Orang tua materialis adalah ayah dan ibu yang selalu menjadikan
materi sebagai tolok ukur segala sesuatu. Sejak kecil saat anak
menangis, yang terpikir adalah “ia memerlukan makanan atau mainan apa?”
Begitu anak menangis, pertanyaan ibu adalah, “Mau apa nak ? Jelly, atau
Chiki ?” Pertanyaan ayah adalah, “Ayo kita beli mainan, kamu pengin
mainan apa?” Mereka berpikir bahwa anak akan diam jika mendapat
pemenuhan materi.
Ayah merasa sudah menjadi orang tua hanya karena memberikan keperluan
material bagi anak-anak. Ia bekerja mencari nafkah, agar bisa
memberikan kecukupan makan, pakaian dan papan bagi keluarga. Membayar
uang sekolah anak-anak, membiayai kesenangan anak-anak, membelikan
handphone, laptop, pulsa, blackberry, dan seterusnya. Membayar keperluan
kesehatan, membiayai keperluan rekreasi, mencukupi sarana transportasi,
seperti motor, mobil dan segala asesorisnya.
Ibu merasa sudah menjadi orang tua hanya karena mencukupi keperluan
sekolah dan bermain anak-anak. Ibu sudah memenuhi belanja untuk
anak-anak.

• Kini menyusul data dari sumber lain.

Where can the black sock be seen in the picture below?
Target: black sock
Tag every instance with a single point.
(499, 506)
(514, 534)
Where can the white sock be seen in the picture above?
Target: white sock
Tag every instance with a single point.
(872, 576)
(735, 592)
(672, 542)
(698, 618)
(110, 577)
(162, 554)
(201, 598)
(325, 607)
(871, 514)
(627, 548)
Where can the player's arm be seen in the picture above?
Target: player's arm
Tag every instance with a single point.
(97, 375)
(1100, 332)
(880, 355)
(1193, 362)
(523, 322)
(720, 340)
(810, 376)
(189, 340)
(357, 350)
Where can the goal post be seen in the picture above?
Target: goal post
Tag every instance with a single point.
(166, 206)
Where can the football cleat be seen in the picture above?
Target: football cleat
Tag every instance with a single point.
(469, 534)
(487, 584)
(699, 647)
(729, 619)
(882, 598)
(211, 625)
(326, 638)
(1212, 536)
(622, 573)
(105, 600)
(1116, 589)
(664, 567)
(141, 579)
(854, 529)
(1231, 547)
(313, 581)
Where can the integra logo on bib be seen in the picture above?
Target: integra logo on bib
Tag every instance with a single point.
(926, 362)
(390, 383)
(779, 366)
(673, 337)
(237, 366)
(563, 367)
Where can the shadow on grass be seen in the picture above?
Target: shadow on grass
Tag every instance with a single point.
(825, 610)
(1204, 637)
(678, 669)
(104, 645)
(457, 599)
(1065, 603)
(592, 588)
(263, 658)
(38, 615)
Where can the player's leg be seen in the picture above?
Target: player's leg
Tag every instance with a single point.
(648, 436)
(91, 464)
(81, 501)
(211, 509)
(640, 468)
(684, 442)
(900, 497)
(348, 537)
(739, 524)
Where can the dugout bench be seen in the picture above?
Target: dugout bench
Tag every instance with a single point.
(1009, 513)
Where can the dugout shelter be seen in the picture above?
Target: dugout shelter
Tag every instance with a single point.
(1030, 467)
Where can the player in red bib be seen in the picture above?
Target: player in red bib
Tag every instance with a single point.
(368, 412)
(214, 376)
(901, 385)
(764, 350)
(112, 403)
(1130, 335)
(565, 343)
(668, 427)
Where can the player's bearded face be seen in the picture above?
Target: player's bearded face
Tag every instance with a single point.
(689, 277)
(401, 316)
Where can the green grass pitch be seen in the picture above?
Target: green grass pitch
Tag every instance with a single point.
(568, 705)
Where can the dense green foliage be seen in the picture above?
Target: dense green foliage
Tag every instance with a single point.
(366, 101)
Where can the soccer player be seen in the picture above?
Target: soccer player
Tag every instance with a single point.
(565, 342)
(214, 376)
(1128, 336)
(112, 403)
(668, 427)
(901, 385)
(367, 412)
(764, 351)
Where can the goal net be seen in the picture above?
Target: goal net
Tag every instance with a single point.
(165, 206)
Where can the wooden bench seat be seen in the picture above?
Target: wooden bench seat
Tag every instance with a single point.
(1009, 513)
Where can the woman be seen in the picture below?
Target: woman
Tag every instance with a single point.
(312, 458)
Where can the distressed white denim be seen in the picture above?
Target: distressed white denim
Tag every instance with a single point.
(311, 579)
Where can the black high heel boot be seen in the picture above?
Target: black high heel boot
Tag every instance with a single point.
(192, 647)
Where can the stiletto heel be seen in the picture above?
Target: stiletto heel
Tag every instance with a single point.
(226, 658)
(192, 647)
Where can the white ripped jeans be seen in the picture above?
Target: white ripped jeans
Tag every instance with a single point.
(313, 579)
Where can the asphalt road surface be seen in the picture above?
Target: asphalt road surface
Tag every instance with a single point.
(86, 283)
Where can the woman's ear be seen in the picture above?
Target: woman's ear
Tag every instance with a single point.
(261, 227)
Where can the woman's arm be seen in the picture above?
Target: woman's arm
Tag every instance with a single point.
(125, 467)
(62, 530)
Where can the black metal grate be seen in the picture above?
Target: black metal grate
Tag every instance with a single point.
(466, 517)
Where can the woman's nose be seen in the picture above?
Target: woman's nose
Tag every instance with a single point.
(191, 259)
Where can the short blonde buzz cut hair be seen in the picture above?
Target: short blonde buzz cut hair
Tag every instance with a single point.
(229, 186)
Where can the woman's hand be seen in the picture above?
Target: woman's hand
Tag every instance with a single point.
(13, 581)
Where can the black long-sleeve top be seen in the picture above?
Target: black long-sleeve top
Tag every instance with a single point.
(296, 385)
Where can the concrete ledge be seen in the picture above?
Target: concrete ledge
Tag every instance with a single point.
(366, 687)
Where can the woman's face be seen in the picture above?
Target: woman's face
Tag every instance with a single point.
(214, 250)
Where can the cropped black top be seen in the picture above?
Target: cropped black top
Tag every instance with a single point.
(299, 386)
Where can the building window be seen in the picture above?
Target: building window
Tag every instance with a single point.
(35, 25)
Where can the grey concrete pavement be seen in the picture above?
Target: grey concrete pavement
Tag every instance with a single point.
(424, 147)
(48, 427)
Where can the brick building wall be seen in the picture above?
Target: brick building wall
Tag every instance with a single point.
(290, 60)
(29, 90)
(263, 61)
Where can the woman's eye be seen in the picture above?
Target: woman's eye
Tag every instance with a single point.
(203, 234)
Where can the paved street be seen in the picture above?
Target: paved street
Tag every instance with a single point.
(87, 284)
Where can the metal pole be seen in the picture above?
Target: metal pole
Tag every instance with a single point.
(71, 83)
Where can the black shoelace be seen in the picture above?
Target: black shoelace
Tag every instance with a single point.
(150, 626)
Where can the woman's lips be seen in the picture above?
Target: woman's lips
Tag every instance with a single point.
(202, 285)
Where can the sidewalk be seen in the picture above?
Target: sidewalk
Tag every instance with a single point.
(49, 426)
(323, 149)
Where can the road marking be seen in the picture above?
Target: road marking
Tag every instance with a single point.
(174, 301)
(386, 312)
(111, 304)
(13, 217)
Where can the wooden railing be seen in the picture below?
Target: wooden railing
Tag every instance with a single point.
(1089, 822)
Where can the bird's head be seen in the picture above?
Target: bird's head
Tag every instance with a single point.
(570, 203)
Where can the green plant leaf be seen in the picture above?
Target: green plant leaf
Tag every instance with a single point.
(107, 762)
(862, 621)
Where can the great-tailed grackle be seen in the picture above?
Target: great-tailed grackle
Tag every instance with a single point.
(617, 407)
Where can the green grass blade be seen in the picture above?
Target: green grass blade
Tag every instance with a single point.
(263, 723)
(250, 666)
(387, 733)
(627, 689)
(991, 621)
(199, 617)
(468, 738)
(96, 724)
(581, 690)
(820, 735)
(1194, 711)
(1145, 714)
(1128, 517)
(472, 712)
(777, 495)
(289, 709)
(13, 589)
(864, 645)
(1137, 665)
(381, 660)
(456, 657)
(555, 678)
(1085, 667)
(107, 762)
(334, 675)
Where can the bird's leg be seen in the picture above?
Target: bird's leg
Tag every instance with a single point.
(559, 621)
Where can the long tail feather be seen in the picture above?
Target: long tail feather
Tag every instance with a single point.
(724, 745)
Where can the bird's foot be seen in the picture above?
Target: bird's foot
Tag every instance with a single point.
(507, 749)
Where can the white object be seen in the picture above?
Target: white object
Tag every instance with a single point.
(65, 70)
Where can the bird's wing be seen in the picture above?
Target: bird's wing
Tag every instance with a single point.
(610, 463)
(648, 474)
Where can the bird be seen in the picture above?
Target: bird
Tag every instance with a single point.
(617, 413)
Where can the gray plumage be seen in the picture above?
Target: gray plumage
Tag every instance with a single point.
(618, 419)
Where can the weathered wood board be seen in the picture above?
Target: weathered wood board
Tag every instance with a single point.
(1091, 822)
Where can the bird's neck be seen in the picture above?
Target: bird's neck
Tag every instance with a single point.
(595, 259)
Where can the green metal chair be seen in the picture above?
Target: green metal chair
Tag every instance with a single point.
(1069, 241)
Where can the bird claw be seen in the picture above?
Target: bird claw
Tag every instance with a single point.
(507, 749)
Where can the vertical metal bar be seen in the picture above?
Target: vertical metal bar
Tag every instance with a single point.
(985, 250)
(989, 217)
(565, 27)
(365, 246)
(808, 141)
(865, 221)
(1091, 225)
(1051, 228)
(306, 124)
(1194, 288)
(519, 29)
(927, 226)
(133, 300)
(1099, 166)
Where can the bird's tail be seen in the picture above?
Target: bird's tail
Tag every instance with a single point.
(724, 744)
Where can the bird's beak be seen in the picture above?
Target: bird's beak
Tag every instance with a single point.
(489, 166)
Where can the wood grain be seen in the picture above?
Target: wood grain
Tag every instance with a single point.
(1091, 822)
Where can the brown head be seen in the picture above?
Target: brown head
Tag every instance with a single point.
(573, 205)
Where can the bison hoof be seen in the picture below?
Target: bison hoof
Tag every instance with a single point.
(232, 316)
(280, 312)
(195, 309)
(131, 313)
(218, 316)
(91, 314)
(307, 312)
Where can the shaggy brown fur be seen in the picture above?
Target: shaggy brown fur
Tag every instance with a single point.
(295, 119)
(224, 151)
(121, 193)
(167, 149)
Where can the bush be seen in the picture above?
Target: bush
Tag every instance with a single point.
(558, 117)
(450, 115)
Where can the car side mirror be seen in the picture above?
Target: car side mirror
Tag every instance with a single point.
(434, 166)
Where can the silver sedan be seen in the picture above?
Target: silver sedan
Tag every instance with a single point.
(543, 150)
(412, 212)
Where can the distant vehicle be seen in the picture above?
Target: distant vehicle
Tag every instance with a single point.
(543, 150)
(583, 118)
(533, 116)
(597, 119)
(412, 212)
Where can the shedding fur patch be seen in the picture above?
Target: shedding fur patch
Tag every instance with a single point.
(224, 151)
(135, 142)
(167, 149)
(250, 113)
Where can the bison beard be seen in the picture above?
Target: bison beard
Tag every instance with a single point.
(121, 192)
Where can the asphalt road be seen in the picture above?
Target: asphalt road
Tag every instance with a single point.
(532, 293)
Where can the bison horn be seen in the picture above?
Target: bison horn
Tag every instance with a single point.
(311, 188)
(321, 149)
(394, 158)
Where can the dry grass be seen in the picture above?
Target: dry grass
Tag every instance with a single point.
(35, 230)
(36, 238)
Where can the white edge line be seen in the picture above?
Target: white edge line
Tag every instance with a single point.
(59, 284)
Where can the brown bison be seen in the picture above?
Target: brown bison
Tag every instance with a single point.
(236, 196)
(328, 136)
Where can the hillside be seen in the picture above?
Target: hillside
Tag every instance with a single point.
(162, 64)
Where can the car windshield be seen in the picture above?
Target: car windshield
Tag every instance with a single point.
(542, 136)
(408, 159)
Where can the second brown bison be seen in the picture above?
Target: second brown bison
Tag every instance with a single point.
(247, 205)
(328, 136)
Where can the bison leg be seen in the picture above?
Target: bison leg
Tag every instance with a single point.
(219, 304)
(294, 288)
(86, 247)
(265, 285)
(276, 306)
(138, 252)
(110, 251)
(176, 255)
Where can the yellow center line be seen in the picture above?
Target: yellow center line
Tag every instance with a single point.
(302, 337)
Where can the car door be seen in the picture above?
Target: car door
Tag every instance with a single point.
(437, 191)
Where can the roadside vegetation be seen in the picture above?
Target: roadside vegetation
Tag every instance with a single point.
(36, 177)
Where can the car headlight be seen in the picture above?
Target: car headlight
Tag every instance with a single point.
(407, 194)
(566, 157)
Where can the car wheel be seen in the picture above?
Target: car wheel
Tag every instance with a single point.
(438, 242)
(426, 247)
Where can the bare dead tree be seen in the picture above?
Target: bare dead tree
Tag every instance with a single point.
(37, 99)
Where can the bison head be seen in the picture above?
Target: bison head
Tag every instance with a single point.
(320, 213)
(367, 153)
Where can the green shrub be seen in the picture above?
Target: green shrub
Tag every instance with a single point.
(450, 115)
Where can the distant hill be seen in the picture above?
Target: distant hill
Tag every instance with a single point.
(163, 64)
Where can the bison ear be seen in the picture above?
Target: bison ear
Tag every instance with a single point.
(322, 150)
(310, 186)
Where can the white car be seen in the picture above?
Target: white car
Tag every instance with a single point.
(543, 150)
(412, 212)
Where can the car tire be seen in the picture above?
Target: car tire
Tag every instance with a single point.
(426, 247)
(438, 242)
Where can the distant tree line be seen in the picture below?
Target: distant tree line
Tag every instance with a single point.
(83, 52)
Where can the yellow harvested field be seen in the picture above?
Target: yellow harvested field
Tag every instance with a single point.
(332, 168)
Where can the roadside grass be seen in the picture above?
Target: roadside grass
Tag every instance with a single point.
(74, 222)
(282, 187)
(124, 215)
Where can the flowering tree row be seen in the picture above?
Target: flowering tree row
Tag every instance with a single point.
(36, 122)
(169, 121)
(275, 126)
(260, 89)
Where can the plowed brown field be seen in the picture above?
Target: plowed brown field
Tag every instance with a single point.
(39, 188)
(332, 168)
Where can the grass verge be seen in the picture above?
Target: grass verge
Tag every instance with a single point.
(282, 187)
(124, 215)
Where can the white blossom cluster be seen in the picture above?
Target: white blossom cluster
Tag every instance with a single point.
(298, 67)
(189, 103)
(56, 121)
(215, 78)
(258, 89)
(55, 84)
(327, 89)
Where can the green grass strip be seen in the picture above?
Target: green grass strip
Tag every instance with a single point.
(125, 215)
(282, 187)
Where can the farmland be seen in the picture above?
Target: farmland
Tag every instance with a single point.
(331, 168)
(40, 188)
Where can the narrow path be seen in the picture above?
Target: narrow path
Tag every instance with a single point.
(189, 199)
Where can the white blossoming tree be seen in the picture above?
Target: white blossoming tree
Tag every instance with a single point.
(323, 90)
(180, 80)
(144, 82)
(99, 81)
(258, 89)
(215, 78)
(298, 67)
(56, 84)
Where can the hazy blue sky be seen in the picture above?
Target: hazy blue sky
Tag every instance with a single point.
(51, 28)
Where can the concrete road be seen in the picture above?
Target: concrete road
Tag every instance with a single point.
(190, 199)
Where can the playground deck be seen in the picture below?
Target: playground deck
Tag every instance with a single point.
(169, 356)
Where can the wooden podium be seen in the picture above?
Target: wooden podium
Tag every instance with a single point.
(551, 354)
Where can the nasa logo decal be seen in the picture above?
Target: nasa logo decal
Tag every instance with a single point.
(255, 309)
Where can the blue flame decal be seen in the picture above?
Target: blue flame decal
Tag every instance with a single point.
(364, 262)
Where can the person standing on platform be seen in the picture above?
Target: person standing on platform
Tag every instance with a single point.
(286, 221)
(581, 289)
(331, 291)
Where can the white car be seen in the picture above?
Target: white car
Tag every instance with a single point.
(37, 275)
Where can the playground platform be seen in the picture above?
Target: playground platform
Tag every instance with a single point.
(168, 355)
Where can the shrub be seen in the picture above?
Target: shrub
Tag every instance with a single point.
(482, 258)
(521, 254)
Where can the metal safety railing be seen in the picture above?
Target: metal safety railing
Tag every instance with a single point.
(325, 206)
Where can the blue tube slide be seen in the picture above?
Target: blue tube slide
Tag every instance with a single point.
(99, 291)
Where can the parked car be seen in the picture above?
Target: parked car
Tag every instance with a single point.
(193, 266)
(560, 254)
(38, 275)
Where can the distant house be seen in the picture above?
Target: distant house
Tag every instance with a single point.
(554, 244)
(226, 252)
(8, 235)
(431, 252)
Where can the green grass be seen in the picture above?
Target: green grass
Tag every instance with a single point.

Memasakkan berbagai makanan yang disenangi anak. Membelikan
makanan dan minuman kesukaan anak-anak. Membelikan seragam sekolah anak,
membelikan buku-buku pelajaran anak. Mengajak anak-anak untuk mengikuti
berbagai kursus dan bimbingan belajar.
Orang Tuanya Manusia
Sedangkan orang tuanya manusia adalah ayah dan ibu yang terus menerus
berusaha untuk mendidik anak dengan sepenuh hati. Selalu berusaha
memberikan yang terbaik bagi anak-anak, selalu berusaha menyayangi anak
dan mengarahkan mereka menuju kebaikan. Orang tua yang selalu belajar
dan meningkatkan kapasitas diri agar menjadi ayah dan ibu yang unggul
dan tangguh dalam mendidik dan membersamai proses tumbuh kembang
anak-anak.
Ketika anak menangis, orang tua memahami bahwa yang diperlukan adalah
perhatian dan kasih sayang. Ketika anak merajuk, orang tua memahami
bahwa yang diperlukan adalah sentuhan hati dari ayah dan ibu, bukan
sentuhan materi. Orang tuanya manusia memahami bahwa ada kewajiban yang
tidak sekedar materi, lebih dari itu orang tua harus memberikan
pemenuhan kebutuhan spiritual, kebutuhan intelektual, percontohan moral,
dan dukungan amal.
Orang tuanya manusia merasakan dengan hati, menyapa penuh kelembutan,
mendorong penuh motivasi, menyentuh dengan perasaan. Ayah dan ibu yang
selalu berusaha memberikan ketaladanan dalam kehidupan, selalu berusaha
mencetak generasi yang mengerti dan komitmen terhadap nilai-nilai. Ayah
dan ibu yang mengerti bahwa mereka memiliki kewajiban mengarahkan
segenap potensi anak-anak menuju kehidupan yang penuh berkah,
kebahagiaan dan keberhasilan.
Karena anak-anak yang kita lahirkan adalah manusia dengan segala
potensi yang utuh, maka kita tidak boleh menjadikan mereka sebagai
robot, tidak boleh pula menggunakan pendekatan materialistis dalam
berinteraksi dengan anak-anak. Harus melakukan pendekatan dari hati ke
hati, dengan perasaan, dengan bahasa jiwa. Hanya orang tua yang sadar
akan kelengkapan potensi anak-anak ini yang akan bisa menghantarkan
mereka menuju gerbang keberhasilannya.
Konsekuensi logisnya adalah, orang tua seperti ini harus selalu rela
belajar, rela meningkatkan kapasitas dan kapabilitas dirinya agar selalu
bisa melakukan hal yang tepat dan memberikan hal terbaik bagi
anak-anaknya. Mereka selalu belajar, mencari ilmu, pengetahuan dan
ketrampilan yang bermanfaat bagi upaya mendidik anak-anak. Orang tua
humanis seperti inilah yang akan bisa menjadikan anak-anak yang sukses
dalam kehidupan dunia dan akhirat.
Semoga kita bisa menjadi orang tuanya manusia, karena anak-anak kita adalah manusia dengan segala potensi yang utuh.
Selamat pagi, selamat beraktivitas. Salam Kompasiana.